As the Trump administration prepares to launch a “moonshot” proposal to boost cybersecurity in the United States, a leading industry group is urging the government to invest in four technologies that it can create a “safe and secure internet.”

While automated intelligence, quantum computing, behavioral biometrics and 5G communications can be a tool of hackers, it can also lead to improved cybersecurity, a draft report from the National Security Telecommunications Advisory Committee read.

“Foundational technological underpinnings exist or are in development—but they will require a concerted national research and product development strategy to bring them to bear against the national cybersecurity challenge,” the report said.

The NSTAC report comes as the Trump administration is preparing to launch a “cybersecurity moonshot” to boost nationwide digital hygiene.
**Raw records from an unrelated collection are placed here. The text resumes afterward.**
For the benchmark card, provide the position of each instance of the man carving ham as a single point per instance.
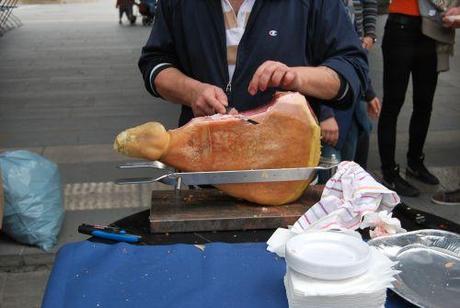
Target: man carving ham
(221, 55)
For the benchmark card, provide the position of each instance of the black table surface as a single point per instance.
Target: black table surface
(411, 219)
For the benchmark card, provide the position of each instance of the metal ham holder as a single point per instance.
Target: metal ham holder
(177, 179)
(208, 209)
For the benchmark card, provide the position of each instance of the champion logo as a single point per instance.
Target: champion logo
(273, 33)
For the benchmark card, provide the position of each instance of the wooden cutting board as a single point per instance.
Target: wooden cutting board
(212, 210)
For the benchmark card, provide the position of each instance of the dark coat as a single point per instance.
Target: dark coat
(190, 35)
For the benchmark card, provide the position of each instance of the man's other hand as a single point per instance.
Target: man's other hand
(452, 18)
(273, 74)
(368, 42)
(329, 131)
(373, 108)
(208, 100)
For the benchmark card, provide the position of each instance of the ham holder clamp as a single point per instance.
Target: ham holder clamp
(196, 210)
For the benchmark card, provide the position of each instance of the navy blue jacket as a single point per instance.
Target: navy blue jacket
(190, 35)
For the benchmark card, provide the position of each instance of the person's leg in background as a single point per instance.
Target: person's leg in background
(399, 46)
(424, 79)
(120, 11)
(364, 128)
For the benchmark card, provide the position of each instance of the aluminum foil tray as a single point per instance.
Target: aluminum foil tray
(429, 261)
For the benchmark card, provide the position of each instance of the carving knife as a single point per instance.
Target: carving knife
(232, 177)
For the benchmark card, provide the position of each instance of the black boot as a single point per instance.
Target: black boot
(393, 180)
(416, 169)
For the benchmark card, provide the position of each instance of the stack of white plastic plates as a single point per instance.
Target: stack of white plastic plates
(332, 269)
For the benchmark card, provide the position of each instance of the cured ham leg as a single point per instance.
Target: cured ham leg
(287, 136)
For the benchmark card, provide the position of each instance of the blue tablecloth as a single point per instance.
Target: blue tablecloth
(87, 274)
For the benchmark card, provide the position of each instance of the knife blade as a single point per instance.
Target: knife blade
(241, 176)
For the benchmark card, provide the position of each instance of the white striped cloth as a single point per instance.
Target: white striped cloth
(349, 195)
(235, 26)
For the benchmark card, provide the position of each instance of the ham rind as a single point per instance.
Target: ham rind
(287, 136)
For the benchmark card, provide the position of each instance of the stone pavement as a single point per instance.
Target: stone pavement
(69, 83)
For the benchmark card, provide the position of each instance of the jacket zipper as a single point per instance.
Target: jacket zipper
(228, 88)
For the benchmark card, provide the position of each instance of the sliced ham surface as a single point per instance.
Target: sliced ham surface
(287, 136)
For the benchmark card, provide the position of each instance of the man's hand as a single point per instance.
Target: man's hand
(373, 108)
(330, 131)
(452, 18)
(207, 99)
(273, 74)
(368, 42)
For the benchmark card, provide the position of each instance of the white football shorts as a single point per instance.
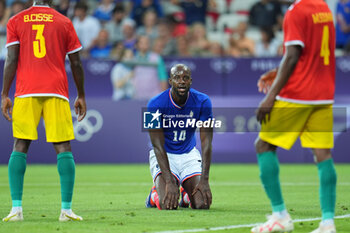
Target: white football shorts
(182, 166)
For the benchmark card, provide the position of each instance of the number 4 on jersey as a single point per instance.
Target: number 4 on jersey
(39, 47)
(325, 53)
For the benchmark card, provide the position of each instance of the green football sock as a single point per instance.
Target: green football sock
(16, 169)
(328, 181)
(269, 175)
(66, 170)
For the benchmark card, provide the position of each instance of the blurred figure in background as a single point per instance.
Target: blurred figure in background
(195, 10)
(266, 13)
(268, 46)
(121, 76)
(128, 27)
(216, 49)
(342, 28)
(182, 46)
(171, 7)
(101, 48)
(150, 77)
(199, 45)
(104, 10)
(114, 26)
(86, 26)
(165, 35)
(142, 6)
(239, 44)
(149, 27)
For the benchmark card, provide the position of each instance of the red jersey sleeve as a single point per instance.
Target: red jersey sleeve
(12, 37)
(73, 44)
(294, 28)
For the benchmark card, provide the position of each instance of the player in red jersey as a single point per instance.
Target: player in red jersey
(299, 104)
(38, 40)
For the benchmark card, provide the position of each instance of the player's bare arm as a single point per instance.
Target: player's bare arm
(78, 74)
(10, 68)
(206, 136)
(171, 197)
(286, 68)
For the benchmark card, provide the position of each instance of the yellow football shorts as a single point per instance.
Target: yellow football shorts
(288, 121)
(55, 112)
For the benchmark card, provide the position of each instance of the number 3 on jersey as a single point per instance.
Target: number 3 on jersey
(325, 45)
(182, 136)
(39, 47)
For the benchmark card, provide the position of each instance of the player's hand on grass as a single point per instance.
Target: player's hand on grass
(80, 107)
(265, 81)
(171, 198)
(204, 188)
(6, 107)
(264, 110)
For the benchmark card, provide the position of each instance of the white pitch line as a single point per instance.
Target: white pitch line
(150, 183)
(243, 226)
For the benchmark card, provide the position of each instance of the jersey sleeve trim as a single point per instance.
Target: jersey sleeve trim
(43, 94)
(295, 42)
(75, 50)
(11, 43)
(314, 102)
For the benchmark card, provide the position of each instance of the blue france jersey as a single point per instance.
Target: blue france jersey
(178, 122)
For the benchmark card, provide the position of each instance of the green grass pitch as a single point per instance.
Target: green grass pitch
(111, 199)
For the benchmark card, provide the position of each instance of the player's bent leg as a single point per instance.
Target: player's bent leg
(184, 199)
(279, 221)
(152, 198)
(66, 170)
(197, 200)
(16, 169)
(160, 190)
(328, 180)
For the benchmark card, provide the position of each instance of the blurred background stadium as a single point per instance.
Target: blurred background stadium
(129, 46)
The draft report, released this month, calls for the government to boost research and financial investment in the four technology areas, however each carry unique intricacies that if not managed properly can bring a gilded security.

The password wont be ‘password’

Behavioral bio-metrics, or the ability for computers to identify unique aspects of individuals, has been embraced by corporations and the government. Behavioral bio-metrics can make passwords obsolete, the NSTAC report says, and “give greater transparency and confidence in identifying users.”

The major government investments in behavioral bio-metrics have come in the form of a Defense Advanced Research Projects Agency grant and funding through the National Science Foundation, said Stephanie Schuckers, a professor at Clarkson University and Director of the Center for Identification Technology Research.

She said that public funding is important to advancing behavioral bio-metrics and suggested “focusing on the fundamentals” that dealt in two specific areas of research. First, the funding should focus on how you are able to “differentiate” one person from another which is related to overall security and “permanence,” which ensures that a person is not falsely rejected by identifying the changes in a person’s signatures at different times of the day.

DARPA has invested in an “active authentication” program, which studied “validating the identity of computer users by focusing on the unique aspects of individuals through software-based biometrics.”

The mechanics of quantum

Quantum-based communications, which provide significantly more processing power than current computers, are expected to be introduced in the coming decades. Along with the development will come a swarm of security challenges that will make current encryption all but useless. As a result, the NSTAC report suggested investment now into quantum capabilities that “can resist advanced attacks far into the future.”

Specifically, the report encouraged the development of encryption that can defeat quantum processing and protecting password databases.

However, some private sector leaders have suggested investments beyond technology.

The U.S. government should invest in the quantum computing workforce, support research and help the development of quantum algorithms today, Todd Holmdahl, the corporate vice president of quantum at Microsoft told lawmakers Sept. 25. “Despite their sophistication, the classical computers we currently use are fundamentally limited in their problem-solving capabilities,” Holmdahl said. “Quantum computers can solve problems in a fraction of the time it would take even the fastest conventional systems.”

Generation now

Although fifth-generation communications technology is on the horizon, the U.S. government needs to embed its implementation with enhanced security, the NSTAC report argued.

The adoption of 5G technology will bring increased connectivity and a flurry of new devices that need to be regulated, according to the report. New products “are expected to relentlessly grow more integrated, interconnected, and complex,” the report said, particularly in the field of transportation infrastructure and the energy grid.

However, military officials have quietly pushed back against the adoption of 5G by the commercial market. Pentagon officials have told Fifth Domain that as more consumers overseas use the 5G network for personal use it will be harder to identity and jam devices they target on routine missions.

A.I. is T.B.D.

The development of artificial intelligence should augment, not replace humans, the NSTAC report argued. Research and investment should focus on “allowing for near autonomous response to cyber threats at machine speed to achieve self healing computing environments that identify flaws,” the report said.

It suggested that “automated cyber threat prevention” was one use of automated intelligence. However, some cybersecurity experts have cautioned about relying too much on artificial intelligence as a threat warning indicator, arguing that it can cause false positives.

Still, more than half of the new challenges and programs announced by Intelligence Advanced Research Projects Activity in 2018 involve machine learning or predictive analytics, according to an analysis by Fifth Domain.